SIRT1 positively correlates to MALAT-1, while it negatively correlates to miR-200c-3p. MALAT-1 and miR-200c-3p serum relative gene expression levels could be used as diagnostic markers for COVID-19, at cut off values of 0.04 (95.9 % sensitivity) and 7.4 (98 % sensitivity) respectively, yet both show low specificity. Serum expression of miR-200c-3p could be used as a diagnostic marker for COVID-19 at a cut off value of 5.59, with sensitivity 94.9 %, and specificity 99 %.

5. Recommendations

We recommend that more studies should be done involving a larger sample size to confirm our results. Indeed, further exploration of molecular pathways affected by MALAT-1, miR-300c-3p and SIRT1 in viral infections could open pathways for new prognostic and/or therapeutic markers targeting fatal pandemics affecting the world every now and then.

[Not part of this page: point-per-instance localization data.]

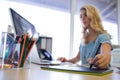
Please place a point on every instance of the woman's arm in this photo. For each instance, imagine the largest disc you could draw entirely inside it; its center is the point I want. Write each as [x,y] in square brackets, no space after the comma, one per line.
[102,60]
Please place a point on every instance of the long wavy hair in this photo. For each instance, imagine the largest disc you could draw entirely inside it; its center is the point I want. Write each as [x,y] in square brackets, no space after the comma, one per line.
[96,22]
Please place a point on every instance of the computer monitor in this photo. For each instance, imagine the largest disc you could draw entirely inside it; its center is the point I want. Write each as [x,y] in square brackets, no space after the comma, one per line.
[21,25]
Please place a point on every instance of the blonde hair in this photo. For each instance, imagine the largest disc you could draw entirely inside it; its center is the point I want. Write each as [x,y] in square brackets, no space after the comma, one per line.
[96,23]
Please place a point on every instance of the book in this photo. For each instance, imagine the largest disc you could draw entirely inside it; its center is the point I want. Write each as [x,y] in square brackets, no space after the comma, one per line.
[78,70]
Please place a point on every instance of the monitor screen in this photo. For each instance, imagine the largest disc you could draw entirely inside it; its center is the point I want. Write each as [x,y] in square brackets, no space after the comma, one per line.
[21,25]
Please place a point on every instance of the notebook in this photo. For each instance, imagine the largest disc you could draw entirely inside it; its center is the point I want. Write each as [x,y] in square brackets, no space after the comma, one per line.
[78,70]
[36,59]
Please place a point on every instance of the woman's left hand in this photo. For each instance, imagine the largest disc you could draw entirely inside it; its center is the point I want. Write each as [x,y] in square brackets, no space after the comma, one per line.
[101,61]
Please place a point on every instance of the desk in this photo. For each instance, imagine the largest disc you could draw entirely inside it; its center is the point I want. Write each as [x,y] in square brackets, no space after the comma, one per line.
[35,73]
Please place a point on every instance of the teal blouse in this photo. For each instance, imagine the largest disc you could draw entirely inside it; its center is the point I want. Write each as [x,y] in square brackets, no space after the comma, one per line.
[89,50]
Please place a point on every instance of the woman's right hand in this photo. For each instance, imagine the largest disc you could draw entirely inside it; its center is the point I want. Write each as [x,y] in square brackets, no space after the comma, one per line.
[62,59]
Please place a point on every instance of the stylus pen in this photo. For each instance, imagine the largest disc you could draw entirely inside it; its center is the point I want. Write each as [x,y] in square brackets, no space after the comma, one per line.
[95,55]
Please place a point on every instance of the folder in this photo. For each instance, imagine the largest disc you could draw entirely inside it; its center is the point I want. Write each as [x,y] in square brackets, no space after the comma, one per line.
[78,70]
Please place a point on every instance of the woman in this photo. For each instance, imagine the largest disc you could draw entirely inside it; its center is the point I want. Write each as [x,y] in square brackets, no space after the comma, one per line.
[93,35]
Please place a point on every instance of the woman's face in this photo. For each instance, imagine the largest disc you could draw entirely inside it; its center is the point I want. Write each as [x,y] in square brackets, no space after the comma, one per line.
[84,18]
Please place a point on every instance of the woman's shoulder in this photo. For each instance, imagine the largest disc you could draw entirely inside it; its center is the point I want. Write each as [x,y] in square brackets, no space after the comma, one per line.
[104,37]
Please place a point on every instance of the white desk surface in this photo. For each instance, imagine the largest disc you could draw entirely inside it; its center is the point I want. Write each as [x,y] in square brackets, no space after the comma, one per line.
[35,73]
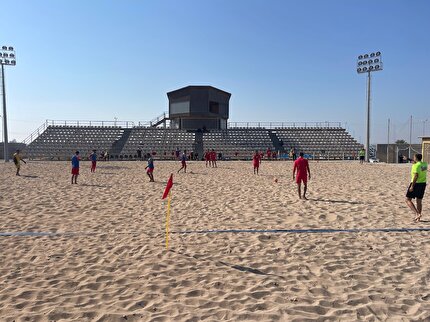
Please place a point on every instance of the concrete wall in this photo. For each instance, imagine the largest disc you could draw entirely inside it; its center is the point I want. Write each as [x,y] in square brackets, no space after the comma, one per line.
[394,150]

Ethics approval and consent to participate

Consents from included study participants were taken and are available upon request. This study has been conducted in accordance with The Code of Ethics of the World Medical Association (Declaration of Helsinki) for experiments involving humans. The Research Ethics Committee of Kasralainy School of Medicine has approved this study accordingly with code: MS-604-2021.

Funding

This study was self-funded by the authors.

Authors' contributions

OS and MEA performed the practical work. HE researched the study point and wrote the manuscript. YAE collected and revised study participants data. All authors read and approved the final manuscript.

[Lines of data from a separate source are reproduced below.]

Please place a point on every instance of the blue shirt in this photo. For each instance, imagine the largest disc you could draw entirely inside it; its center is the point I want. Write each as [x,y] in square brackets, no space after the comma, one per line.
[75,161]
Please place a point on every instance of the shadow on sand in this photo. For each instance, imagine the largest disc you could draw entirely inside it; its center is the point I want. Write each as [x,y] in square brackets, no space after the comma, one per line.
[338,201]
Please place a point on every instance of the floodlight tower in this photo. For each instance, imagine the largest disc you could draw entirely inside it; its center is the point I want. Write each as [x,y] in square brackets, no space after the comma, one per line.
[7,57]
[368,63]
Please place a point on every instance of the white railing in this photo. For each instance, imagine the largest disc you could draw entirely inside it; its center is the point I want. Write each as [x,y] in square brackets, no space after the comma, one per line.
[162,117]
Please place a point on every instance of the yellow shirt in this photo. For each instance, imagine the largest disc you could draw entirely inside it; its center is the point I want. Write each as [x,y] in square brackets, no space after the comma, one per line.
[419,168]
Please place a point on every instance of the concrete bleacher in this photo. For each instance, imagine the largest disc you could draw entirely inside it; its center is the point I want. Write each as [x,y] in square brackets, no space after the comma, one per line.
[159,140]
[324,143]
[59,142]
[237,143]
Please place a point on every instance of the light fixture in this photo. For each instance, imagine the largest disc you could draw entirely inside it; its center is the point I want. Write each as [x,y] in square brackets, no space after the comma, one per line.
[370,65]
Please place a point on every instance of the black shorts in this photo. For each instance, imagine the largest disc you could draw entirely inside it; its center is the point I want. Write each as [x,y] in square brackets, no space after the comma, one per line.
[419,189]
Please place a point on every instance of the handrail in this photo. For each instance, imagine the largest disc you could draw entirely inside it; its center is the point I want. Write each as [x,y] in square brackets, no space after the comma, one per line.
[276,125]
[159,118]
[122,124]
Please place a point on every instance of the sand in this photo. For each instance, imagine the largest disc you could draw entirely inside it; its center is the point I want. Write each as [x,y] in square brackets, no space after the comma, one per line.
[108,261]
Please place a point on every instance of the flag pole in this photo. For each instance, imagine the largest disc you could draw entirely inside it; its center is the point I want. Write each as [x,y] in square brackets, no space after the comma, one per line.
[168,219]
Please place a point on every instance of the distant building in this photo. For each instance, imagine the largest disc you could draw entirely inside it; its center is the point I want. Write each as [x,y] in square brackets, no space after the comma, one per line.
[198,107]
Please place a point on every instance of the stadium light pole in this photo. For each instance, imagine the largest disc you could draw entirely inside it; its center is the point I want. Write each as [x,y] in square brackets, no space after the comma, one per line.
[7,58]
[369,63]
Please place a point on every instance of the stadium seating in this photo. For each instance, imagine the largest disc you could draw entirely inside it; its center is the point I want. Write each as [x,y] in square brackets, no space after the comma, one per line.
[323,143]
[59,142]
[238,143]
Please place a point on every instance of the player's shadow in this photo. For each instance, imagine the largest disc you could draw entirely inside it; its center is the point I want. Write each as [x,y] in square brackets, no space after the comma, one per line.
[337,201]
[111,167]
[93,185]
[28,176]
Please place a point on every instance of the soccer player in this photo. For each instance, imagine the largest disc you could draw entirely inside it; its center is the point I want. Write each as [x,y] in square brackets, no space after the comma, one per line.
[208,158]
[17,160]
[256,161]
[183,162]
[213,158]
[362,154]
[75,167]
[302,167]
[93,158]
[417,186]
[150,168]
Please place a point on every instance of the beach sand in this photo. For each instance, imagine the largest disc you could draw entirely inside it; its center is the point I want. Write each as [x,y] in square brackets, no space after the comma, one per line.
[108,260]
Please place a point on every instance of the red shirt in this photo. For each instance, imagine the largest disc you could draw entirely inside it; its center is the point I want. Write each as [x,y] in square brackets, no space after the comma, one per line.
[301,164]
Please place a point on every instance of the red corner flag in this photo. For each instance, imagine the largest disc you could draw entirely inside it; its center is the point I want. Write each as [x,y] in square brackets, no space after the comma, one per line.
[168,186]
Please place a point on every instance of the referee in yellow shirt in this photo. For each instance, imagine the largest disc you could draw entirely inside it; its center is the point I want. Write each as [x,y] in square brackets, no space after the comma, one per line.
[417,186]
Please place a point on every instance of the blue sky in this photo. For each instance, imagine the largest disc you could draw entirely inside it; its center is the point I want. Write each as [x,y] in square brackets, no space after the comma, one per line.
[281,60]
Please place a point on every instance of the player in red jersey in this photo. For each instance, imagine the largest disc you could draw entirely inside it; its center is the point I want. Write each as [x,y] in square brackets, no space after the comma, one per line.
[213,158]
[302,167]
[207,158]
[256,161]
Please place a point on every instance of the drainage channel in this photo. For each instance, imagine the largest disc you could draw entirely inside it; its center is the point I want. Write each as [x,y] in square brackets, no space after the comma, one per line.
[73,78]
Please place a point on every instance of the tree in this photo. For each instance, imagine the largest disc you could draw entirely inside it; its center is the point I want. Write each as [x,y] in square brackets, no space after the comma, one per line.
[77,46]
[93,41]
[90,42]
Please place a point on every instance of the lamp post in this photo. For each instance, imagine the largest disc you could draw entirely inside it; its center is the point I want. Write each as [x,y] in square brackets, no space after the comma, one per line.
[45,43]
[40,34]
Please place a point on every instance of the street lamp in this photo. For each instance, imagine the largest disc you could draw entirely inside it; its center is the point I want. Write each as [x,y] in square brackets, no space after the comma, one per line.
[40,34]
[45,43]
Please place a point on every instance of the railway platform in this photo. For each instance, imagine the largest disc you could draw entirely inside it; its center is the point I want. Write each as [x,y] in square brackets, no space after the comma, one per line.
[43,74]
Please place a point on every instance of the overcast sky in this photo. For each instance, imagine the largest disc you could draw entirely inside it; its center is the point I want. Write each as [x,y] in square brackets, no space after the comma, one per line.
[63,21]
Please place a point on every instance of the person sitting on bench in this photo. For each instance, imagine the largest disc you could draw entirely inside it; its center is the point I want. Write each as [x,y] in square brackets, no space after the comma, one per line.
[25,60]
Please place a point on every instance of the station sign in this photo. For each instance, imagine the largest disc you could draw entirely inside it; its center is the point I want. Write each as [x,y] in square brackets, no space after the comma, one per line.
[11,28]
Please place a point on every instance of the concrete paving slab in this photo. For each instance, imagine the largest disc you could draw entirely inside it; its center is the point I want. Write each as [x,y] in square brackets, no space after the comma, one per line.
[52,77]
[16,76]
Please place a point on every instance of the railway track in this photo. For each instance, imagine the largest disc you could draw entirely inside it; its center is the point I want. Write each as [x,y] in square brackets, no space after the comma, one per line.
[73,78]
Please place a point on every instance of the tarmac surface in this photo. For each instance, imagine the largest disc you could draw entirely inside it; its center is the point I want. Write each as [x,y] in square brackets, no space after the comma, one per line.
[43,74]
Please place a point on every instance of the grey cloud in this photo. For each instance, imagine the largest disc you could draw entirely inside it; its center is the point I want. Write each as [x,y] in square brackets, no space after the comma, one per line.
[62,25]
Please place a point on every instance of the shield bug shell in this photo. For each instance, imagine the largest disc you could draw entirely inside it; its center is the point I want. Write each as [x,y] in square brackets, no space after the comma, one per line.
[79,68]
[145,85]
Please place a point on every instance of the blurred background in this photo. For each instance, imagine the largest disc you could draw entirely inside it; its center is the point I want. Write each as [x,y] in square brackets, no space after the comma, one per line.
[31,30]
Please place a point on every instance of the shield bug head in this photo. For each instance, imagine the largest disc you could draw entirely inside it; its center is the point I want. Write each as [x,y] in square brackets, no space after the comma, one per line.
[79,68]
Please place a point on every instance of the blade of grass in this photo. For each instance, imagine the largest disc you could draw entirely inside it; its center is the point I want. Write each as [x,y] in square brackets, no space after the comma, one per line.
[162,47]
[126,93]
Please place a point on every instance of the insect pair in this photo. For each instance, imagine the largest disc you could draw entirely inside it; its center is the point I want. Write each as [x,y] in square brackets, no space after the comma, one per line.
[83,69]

Declaration of competing interest

The authors declare that they have no known competing financial interests or personal relationships that could have appeared to influence the work reported in this paper.

Abbreviations

ACE2

Angiotensin converting enzyme 2

ADAM17

A Disintegrin and Metalloproteinase Domain 17

ALT

Alanine aminotransferase

ARDS

Acute respiratory distress syndrome

BAL

Bronchoalveolar lavage

CBC

Complete blood count

COVID-19

Coronavirus Disease 2019

CRP

C- reactive protein

CXR

Chest x-ray

ELISA

Enzyme-linked immunosorbent assay

ESR

Erythrocyte sedimentation rate

GGO

Ground glass opacity

ICU

Intensive care unit

IL1B

Interleukin 1 beta

LDH

Lactate dehydrogenase

lincRNAs

Long intergenic noncoding ribonucleic acid

LncRNAs

Long noncoding ribonucleic acid

MALAT-1

Metastasis associated lung adenocarcinoma transcript 1

miRNA

Micro ribonucleic acid

MRES

MiRNA response elements

mRNA

Messenger ribonucleic acid

ncRNAs

Non-coding ribonucleic acid

NF-kB

Nuclear factor kappa B

NLR

Neutrophil to lymphocyte ratio

qRT PCR

Quantitative real time polymerase chain reaction

RAS

Renin angiotensin system

RBG

Random blood glucose

SARS-COV

Severe acute respiratory syndrome coronavirus

SIRT1

Silent information regulator 1

TGF

Transforming growth factor

TH1

Type 1 helper cells

TH2

Type 2 helper cells

TNF

Tumor necrosis factor

Tregs

Regulatory T cells

TSS

Total severity score

UTR

Untranslated region

WHO

World Health Organization

Data availability

Data will be made available on request.